My belief is that the Top 20 Division II programs would be competitive against those DI programs outside the Top 100, and would be victorious more often than not against those teams below 150. Crazy? Not so much when you look at the influence of international players. To transfer from a JC to a NCAA Division II school, a player does not have to graduate, just transfer a minimum of 48 semester hours. Division I rules require graduation, and because of the English learning curve, many international volleyball players spend the first semester or two mastering English which limits the amount of graduation hours that they bank.
Many of the international Division II players are equal to or better than so many good DI players, but they just could not get up to speed on the English language fast enough. This situation, combined with American players with Division I ability that find a better geographic, academic or coaching fit with a Division II team, allows the top DII teams the ability to successfully compete against the bottom half of Division I.
I would be comfortable extending the DII number to maybe the Top 30 or so against the bottom half of DI, but that would be about it.
In terms of the competitive relationship between Division II and Division III, that is a tougher call. Division III is quite the grab bag of volleyball programs. Remember that DIII is not allowed to provide scholarship support based on athletics - all funds have to be from academic or merit sources. Of course, there is the rule and there is reality. I know of a few schools that tend to weight certain grade point averages a bit heavier when the student also happens to be a good player. On the other end of the spectrum, there are DIII schools that look at their NCAA athletic programs as nothing more than recreational sports - no class time is to be missed, students are encouraged to miss practice and competitions as to prepare for tests and papers, daily practice time is limited to 1.5 hours, etc.

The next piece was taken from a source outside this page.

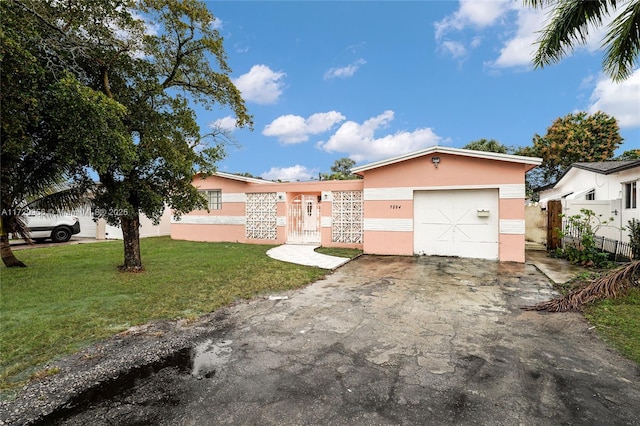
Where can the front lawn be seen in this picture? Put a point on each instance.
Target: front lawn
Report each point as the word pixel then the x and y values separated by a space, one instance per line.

I think we could make the same analogy between the Top 30 or so Division III programs and the bottom half of the DII ranks. Yet, because of the diverse nature of scholarships for DII and the philosophy of DIII this is a tough comparison.
With Division III, and to a certain degree Division II, it is important to take note of the geographic location of each school. Many Division I schools have the financial support in scholarships and recruiting budget to overcome a poor location for volleyball recruiting - think about the SEC. There a number of very good Division III schools located in the north central parts of the USA because that region enjoys an abundance of talented players, who may not want to travel far from home to play and are more comfortable going the DII or DIII route.
With the academic interests of your daughter, combined with her skill level, she is in a good position to have some quality choices for her future. There are so many top tier academic schools that sponsor very good volleyball programs. At any NCAA division, you can easily point to any number of top flight schools and teams.
The only suggestion that I would make is to get out and experience the difference in divisions first hand. It does not even need to be during the season - go watch a spring practice. Take a road trip (or two) and experience what a lower Division I volleyball school is like, do the same to take in a couple of top flight Division II and Division III programs; I think you may be surprised by what you find. I have been to many wonderful schools - beautiful campuses, nice part of the country, great facilities - that were either Division I schools that were not well known or where in the DII/DIII classification.